Escola não é lugar de publicidade. Não é shopping center. É espaço de formação de valores, de exercício de cidadania e principalmente de socialização e aprendizagem. A escola é o segundo espaço de socialização da criança depois da família. É lá que a criança geralmente acaba de construir sua linguagem e é lá também que aprende que sua liberdade acaba quando a do outro começa. A escola contemporânea de fato recebe crianças bem diferentes das de outros tempos. São crianças que se relacionam com as novas mídias, participam de redes sociais e usam o celular não somente para se comunicar. São crianças que passam em média 5 horas do seu dia assistindo TV, segundo os últimos dados do Ibope. Sendo assim, não podemos mais negar que hoje uma outra pedagogia se instalou. Temos uma educação informal sendo veiculada pelas mídias e afetando a formação de nossos pequenos. E, até mesmo por isso a escola, como espaço de educação formal, deve ser hoje um lugar também de ampliação do repertório das crianças. Um espaço onde a criança de fato tenha tempo e espaço para brincar e que passe valores mais humanos e menos materialistas.

Além disso, acredito que as escolas contemporâneas têm a obrigação de formar cidadãos mais conscientes em relação ao consumo. A criança será uma consumidora no futuro e precisa ser preparada para isso. E essa preparação se faz com educação. Educação para o consumo consciente. Não acredito que só a discussão sobre reciclar e reduzir vai dar conta. Temos que incluir a redução do consumo nesse pauta. Devemos incluir também nas escolas a educação para uso crítico das mídias.

E por fim ressalto que é inadmissível que as escolas permitam ações de marketing no seu cotidiano. E a maioria dos pais, graças a deus, concorda comigo. Esse foi o resultado da pesquisa encomendada pelo Projeto Criança e Consumo ao Datafolha.

Na pesquisa 2.061 pessoas maiores de 16 anos, pais ou não, responderam à questão “É correto as empresas fazerem propaganda dentro das escolas?” e 56% se posicionaram contra. Aqueles que têm filhos compartilham um pouco mais dessa opinião: 59% são contrários à propaganda nas escolas, em comparação com 49% entre os que não têm filhos.

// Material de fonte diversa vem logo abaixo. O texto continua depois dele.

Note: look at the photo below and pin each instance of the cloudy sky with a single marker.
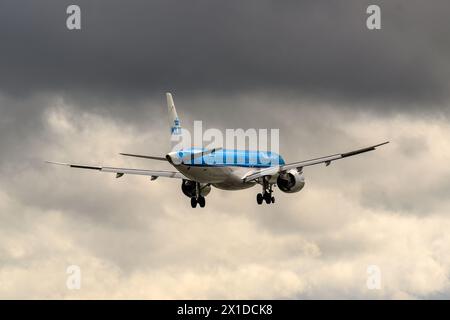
(310, 68)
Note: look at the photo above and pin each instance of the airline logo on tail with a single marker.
(176, 128)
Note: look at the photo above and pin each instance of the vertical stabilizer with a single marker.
(174, 121)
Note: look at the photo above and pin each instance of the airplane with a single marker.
(226, 169)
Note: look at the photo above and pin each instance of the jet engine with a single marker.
(291, 181)
(188, 188)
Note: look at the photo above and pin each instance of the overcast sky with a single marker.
(310, 68)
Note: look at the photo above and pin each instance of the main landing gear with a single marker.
(201, 202)
(266, 195)
(198, 198)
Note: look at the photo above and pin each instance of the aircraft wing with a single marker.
(299, 165)
(154, 174)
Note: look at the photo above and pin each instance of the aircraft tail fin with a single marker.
(174, 121)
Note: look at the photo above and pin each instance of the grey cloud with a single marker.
(144, 48)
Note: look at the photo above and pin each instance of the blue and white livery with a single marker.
(201, 169)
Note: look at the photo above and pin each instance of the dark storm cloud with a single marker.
(142, 48)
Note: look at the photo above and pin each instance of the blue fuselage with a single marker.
(231, 158)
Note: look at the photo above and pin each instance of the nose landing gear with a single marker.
(198, 198)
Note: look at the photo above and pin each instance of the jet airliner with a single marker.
(199, 169)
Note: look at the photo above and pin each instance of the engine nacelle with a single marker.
(291, 181)
(188, 188)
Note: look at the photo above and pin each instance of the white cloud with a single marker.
(134, 238)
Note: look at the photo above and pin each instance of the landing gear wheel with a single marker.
(268, 198)
(259, 198)
(201, 201)
(193, 202)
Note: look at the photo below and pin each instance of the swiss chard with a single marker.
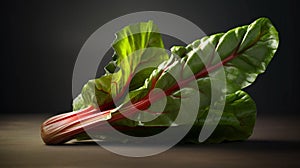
(245, 52)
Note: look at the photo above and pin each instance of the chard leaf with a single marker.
(236, 123)
(244, 51)
(136, 46)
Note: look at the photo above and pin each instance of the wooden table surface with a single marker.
(274, 143)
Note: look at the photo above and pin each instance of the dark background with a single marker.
(43, 38)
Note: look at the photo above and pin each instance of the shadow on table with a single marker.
(238, 145)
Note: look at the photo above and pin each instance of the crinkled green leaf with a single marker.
(257, 47)
(244, 53)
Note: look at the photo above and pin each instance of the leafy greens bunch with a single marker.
(135, 70)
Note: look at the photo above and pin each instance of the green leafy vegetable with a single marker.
(244, 51)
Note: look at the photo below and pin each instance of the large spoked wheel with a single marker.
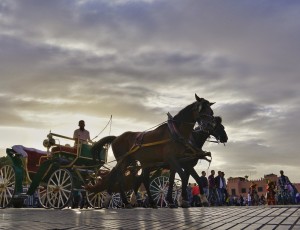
(7, 185)
(159, 189)
(59, 188)
(42, 197)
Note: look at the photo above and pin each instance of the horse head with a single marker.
(204, 114)
(219, 131)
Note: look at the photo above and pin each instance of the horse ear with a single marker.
(198, 98)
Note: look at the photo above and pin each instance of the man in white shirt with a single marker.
(81, 134)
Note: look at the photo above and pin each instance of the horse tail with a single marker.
(98, 146)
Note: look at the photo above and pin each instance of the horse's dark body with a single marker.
(199, 138)
(167, 151)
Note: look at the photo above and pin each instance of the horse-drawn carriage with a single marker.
(57, 174)
(54, 174)
(63, 169)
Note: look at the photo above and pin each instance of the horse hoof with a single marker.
(154, 206)
(205, 204)
(128, 206)
(172, 206)
(106, 202)
(185, 204)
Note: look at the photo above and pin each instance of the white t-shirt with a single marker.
(82, 135)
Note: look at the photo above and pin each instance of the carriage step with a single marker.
(21, 196)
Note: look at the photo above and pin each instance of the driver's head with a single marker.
(81, 124)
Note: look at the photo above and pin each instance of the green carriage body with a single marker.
(77, 163)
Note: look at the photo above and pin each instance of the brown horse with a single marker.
(157, 146)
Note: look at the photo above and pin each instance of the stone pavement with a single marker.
(275, 217)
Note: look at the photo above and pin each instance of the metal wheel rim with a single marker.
(96, 200)
(159, 190)
(42, 197)
(116, 201)
(59, 188)
(7, 185)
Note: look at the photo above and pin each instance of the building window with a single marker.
(233, 192)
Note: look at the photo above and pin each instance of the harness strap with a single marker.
(136, 147)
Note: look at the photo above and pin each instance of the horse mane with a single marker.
(183, 112)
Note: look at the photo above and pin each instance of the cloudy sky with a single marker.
(64, 60)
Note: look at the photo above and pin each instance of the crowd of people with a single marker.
(215, 189)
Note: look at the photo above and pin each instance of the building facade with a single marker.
(237, 186)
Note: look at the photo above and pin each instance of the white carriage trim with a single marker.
(20, 149)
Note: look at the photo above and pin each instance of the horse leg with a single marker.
(195, 175)
(174, 164)
(170, 189)
(113, 179)
(146, 182)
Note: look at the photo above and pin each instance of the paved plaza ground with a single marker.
(275, 217)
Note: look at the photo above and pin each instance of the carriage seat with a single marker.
(33, 156)
(67, 149)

Os motivos mais comuns para não concordar com a divulgação de publicidade em escolas são:

•    Escola não é lugar de vender produtos (33%)
•    Não tem nada a ver com educação (23%)
•    As crianças, alunos podem ser levados a consumir produtos que não são bons para elas (22%)
•    As crianças não estão preparadas para tomar uma decisão sobre os produtos que vão consumir (20%)


Bom, o tema do consumismo na infância de fato entrou na agenda social e virou pauta quente entre os jornalistas. Agora é hora de sensibilizarmos os educadores para o tema, que precisa de um olhar mais cuidadoso e atento pelas escolas que recebem nossas crianças e ali tem a oportunidade diária de educar para a cidadania e não para o consumismo.